Nähe Burg Ludwigstein - Bad Sooden-Allendorf, am 24.10.2013


VerlaufsskizzeOpenStreetMap bietet freies Kartenmaterial

Bei der Bushaltestelle Witzenhausen Ludwigstein an der Landstraße nahe der Einmündung in die B 27 nahe Weilershausen und der Burg Ludwigstein beginne ich meine Wanderung am nördlichen Ende des Parkplatzes. Von hier aus folge ich der Markierung X5H des Werra-Burgen-Steigs, auf dem hier der E6 verläuft direkt an der Sitzgruppe (Ausschilderung Burg Ludwigstein 500 m) vorbei auf dem schmalen, ansteigenden Hangweg aufwärts zur Burg Ludwigstein, wo der Weg auf eine asphaltierte Straße mündet. Dieser folge ich nach rechts (X5H) abwärts etwa 350 Meter, zur Linken tut sich hier eine grössere, ebene Fläche auf. Hier verlasse ich die Straße nach rechts (X5H) in einen Feldweg und folge dem Rechtsbogen (X5H) des breiten Feldweges.

2012/Oktober/24_0001.jpgBlick aus der Feldmark zurück auf die Burg Ludwigstein

Etwa 50 Meter weiter verlasse ich bei einer Bank diesen breiten Feldweg nach links (X5H) in einen schmalen, ansteigenden Weg, dem ich zu seiner Einmündung in einen schräg verlaufenden Querweg etwa 60 Meter vor dem Waldrand folge.
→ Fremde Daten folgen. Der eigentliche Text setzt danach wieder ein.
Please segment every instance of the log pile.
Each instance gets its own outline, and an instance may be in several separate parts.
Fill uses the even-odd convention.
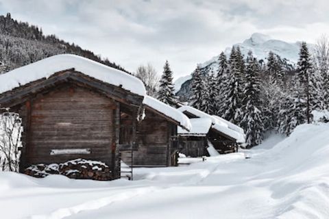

Diesem Querweg folge ich nach links etwa 10 Meter, um ihn dann bereits nach rechts (X5H, E6) in einen schmalen, ansteigenden Grasweg zu verlassen. Er mündet, direkt vor dem Waldrand, in einen Querweg, dem ich nun nach links (X5H, E6) folge. Bei einer Bank wird der Weg zu einem Fußpfad und führt aufwärts (X5H) in den Wald. Ich erreiche einen schmalen Waldweg, dem ich nach links (X5H) folge. Nach einer Rechtskurve steigt der Weg dann recht kräftig an und mündet auf einen breiteren Waldweg, dem ich nach links (X5H, E6) leicht abwärts aus dem Wald folge. Von der Waldspitze an folge ich dann geradeaus (X5H) dem Weg leicht ansteigend durch das offene Gelände zum gegenüberliegenden Wald.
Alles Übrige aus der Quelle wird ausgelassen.